Troisième étude

2.3.- Un exemple d'utilisation des concepts de l'ethnométhodologie : les descriptions indexicales du domaine des industries de la langue

Dans ce troisième sous-ensemble de la partie expérimentale de ma thèse, je m'efforcerai de montrer par l'exemple que les concepts de base de l'ethnométhodologie dépassent largement la branche des sciences qui a vu leur naissance. Yves Lecerf avec ses travaux d'analyse politique et industrielle [Lecerf 1987-1], [Lecerf 1987-2] avait déjà fourni des exemples d'applications des concepts de l'ethnométhodologie à d'autres champs de connaissances.
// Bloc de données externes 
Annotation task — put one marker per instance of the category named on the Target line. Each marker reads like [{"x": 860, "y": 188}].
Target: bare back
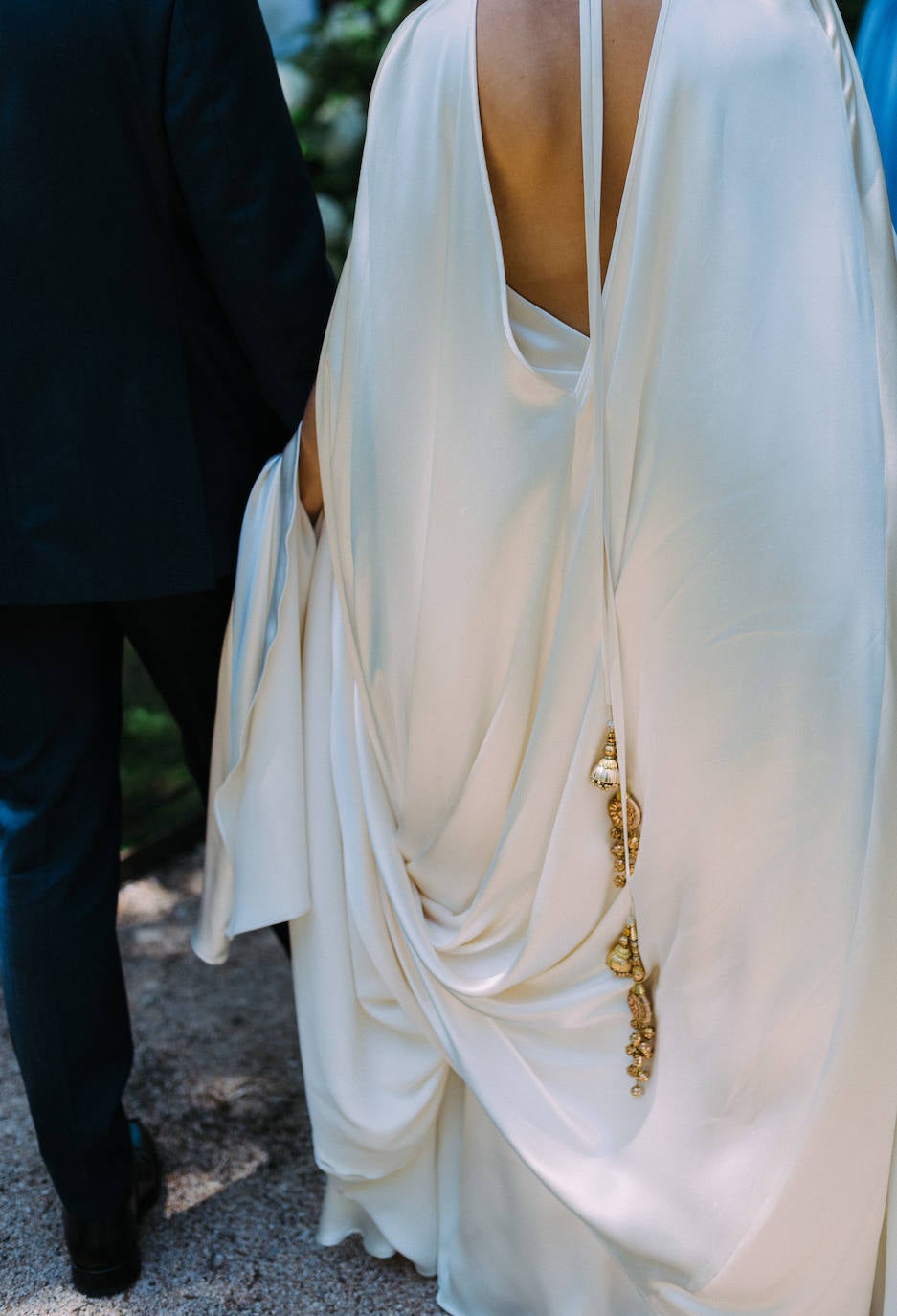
[{"x": 528, "y": 84}]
Les considérations théoriques et l'explicitation des concepts de base de l'ethnométhodologie qui sont l'objet de la première partie de cette thèse ont clairement montré, me semble-t'il, la vanité d'une prétention à l'universalité et à l'objectivité d'un discours qui aurait pour objet de fournir, en langage naturel, une classification des éléments d'un morceau quelconque du monde qui nous entoure. Ceci est tout particulièrement vérifiable à l'occasion de tentatives de descriptions classificatoires, par exemple à des fins de documentation, de domaines dans lesquels est en train de se produire une rapide évolution technologique. La tentative faite ici n'a pour objet que de rendre visible des images d'un domaine des sciences et des techniques, images partagées par des petits groupes de chercheurs, de salariés de l'industrie, de fonctionnaires. Elle n'a aucune prétention à l'objectivité ni à l'universalité. Bien au contraire, comme on pourra le constater, elle est conçue de façon proprement indexicale afin de conserver et exhiber la multiplicité des points de vues que pourraient avoir des groupes sociaux différents d'un même morceau pratique et concret du monde. Il en est de même pour le programme de recherche et développement d'un vérificateur orthographique professionnel multilingue qui est ensuite proposé. Ce programme, destiné à être lu par des fonctionnaires européens est présenté de façon à entrer en cohérence avec ce qui me parait être la rationalité du groupe destinataire. La description, pour sa part, répond à un but pratique très précis puisqu'elle a pour objet :

1.- de permettre à des décideurs en train d'élaborer une politique d'innovation technologique d'appréhender l'ensemble du domaine d'une façon organisée.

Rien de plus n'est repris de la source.